Deregulation of host cell proliferation and apoptosis is another common mechanism targeted by viral infection [66]. Emerging evidence has shown that bacteria could also evolve several strategies to control cell progression. For example, H. pylori-encoded CagE could promote the activation of Cyclin D1 in cell cycle [67]. The toxin CNF released by E. coli could not only induce G1-S transition and DNA replication but also inhibit cell apoptosis to stimulate cell progression [68, 69]. To block cell apoptosis, H. pylori-encoded Cag antigen also induces COX-2 expression to activate Bcl-2 and suppress apoptosis [70].

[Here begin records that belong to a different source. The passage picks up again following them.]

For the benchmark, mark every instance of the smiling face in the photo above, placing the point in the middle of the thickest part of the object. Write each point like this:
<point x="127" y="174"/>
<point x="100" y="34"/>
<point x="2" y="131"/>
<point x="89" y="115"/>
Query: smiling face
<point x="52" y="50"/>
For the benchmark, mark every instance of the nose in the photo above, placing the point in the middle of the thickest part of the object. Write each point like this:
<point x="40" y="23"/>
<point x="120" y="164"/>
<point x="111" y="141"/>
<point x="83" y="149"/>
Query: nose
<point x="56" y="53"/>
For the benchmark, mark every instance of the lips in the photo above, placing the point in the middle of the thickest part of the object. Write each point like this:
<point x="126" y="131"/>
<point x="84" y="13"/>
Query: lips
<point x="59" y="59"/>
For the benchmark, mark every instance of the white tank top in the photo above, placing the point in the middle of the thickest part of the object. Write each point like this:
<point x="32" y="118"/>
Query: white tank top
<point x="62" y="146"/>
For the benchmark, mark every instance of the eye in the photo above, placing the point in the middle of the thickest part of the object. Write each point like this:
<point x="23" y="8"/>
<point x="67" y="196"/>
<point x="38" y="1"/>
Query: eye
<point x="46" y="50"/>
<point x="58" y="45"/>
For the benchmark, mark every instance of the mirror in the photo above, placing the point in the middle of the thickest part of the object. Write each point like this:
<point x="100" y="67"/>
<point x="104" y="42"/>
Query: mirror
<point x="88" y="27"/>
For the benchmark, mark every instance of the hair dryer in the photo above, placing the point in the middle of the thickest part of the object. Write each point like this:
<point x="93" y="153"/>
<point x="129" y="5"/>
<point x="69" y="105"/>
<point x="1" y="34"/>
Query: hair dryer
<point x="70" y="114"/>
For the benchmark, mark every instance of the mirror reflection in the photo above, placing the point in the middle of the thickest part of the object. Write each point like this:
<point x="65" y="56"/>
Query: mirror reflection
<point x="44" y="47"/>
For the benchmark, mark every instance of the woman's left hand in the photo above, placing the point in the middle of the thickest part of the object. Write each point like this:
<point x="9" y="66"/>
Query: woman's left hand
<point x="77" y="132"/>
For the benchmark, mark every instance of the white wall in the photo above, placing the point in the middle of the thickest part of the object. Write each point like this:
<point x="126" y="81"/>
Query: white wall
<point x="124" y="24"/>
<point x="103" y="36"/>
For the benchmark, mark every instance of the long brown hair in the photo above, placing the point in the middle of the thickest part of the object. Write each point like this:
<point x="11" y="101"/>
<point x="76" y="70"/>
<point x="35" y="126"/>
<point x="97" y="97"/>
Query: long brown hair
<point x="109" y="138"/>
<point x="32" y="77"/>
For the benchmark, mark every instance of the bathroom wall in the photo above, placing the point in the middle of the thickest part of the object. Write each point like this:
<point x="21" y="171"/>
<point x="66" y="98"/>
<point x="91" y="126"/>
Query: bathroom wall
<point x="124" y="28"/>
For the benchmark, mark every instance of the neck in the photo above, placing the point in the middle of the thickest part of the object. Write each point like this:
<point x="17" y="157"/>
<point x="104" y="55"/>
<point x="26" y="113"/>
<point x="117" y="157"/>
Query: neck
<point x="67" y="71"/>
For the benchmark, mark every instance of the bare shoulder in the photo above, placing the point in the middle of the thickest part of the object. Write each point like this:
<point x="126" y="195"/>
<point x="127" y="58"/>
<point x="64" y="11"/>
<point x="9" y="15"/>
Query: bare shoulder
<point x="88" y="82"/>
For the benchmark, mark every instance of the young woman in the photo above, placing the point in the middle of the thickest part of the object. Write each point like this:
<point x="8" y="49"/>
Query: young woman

The evasion of the immune system is another key mechanism utilized by bacteria to promote cell malignancy. It has been demonstrated that bacteria have evolved multiple mechanisms to evade host immune response, including the modulation of bacteria surface, subversion of phagocytes, and blockade of innate immunity. To avoid surface signal recognition by immune system, many bacteria form carbohydrate-rich capsules or incorporate host proteins into capsules to mask their surface antigens from host receptors [71]. Since phagocytosis is one of the main ways used by host to counter bacterial infection, it is not surprising for bacteria to employ different strategies to escape. For example, Streptococcus pneumonia and Staphylococcus aureus produced immunoglobulin proteases to preclude the capture of antigens [72] or antibody-binding proteins to scavenge opsonizing antibodies [73]. To avoid the acquired immune response, H. pylori produce a vacuolating toxin VacA to block T cell proliferation and in turn inhibit the receptor-IL-2 signaling pathway and decrease of activated T cells [74, 75].

11.6 Future Perspective

Although it has been demonstrated that some bacterial infections associate with development of cancer, very few studies demonstrate the genomic instability of cells which was directly caused by bacteria or exposed to bacterial components through blood. More details about the molecular pathways involved in the induction of genomic instability in response to bacterial infection remain to be further explored. It still needs to answer why the causative relationship between the bacterial infection and cancers is only limited for a few cancers and whether the bacterial infection process is required to cause cancer. The association of oral organisms with colorectal cancer indicates that relocation of bacteria in inappropriate tissues and polymicrobial interactions together could be the key for bacteria to cause carcinogenesis. Along with the development of next-generation deep sequencing technology and bioinformatics analysis, it will provide a clear scenario about how bacterial infection contributes to cancer, which will facilitate to develop effective diagnostic and therapeutic strategies against infection-causing cancers.